Hospital stays from an unintentional overdose of opioids (such as Vicodin and Percocet) and sedatives (such as Valium and Ativan) jumped 37 percent between 1999 and 2006, the study found. Intentional overdoses of these drugs skyrocketed by 130 percent in that time.
"We're seeing a tremendous increase in serious overdoses associated with the use of prescription drugs," said the study's lead author, Dr.
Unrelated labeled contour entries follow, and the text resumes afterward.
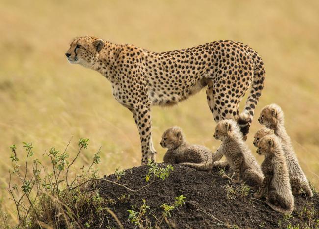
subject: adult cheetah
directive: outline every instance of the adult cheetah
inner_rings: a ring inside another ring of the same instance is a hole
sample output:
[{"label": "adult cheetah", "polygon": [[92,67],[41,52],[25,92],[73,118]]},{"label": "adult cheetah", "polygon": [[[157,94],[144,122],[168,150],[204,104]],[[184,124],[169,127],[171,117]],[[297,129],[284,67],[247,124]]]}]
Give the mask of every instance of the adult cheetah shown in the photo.
[{"label": "adult cheetah", "polygon": [[[96,70],[107,78],[116,100],[133,114],[139,132],[142,164],[154,160],[151,108],[177,103],[206,87],[216,122],[237,120],[244,136],[263,88],[264,63],[240,42],[221,40],[157,53],[133,45],[93,37],[78,37],[65,53],[69,62]],[[244,111],[239,103],[251,87]]]}]

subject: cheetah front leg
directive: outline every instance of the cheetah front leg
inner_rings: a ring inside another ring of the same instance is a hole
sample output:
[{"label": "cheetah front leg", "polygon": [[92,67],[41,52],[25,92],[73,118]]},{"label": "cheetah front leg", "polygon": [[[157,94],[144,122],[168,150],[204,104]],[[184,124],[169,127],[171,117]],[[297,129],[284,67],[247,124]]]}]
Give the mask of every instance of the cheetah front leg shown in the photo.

Jeffrey H. Coben, director of the Injury Control Research Center at the West Virginia University School of Medicine and a professor of emergency and community medicine.
"And while I know that people have seen headlines on Michael Jackson and Heath Ledger and Anna Nicole Smith, this is not a problem just contained to celebrities," Coben stressed. "This is a problem that is dramatically on the rise throughout the country, and it's very important that people understand that prescription drugs are very powerful, potentially life-threatening and need to be used as prescribed and with caution."
In the United States, in fact, poisoning -- which includes overdoses -- now ranks as the second-leading cause of death from unintentional injury, according to the study.
The study, reported in the May issue of the American Journal of Preventive Medicine, presents a snapshot of prescription drug abuse drawn from a database that tracks hospitalizations nationwide.
The researchers found that hospitalizations that resulted from prescription opioid, sedative and tranquilizer use had increased 65 percent during the seven-year study period when accidental and intentional use were included.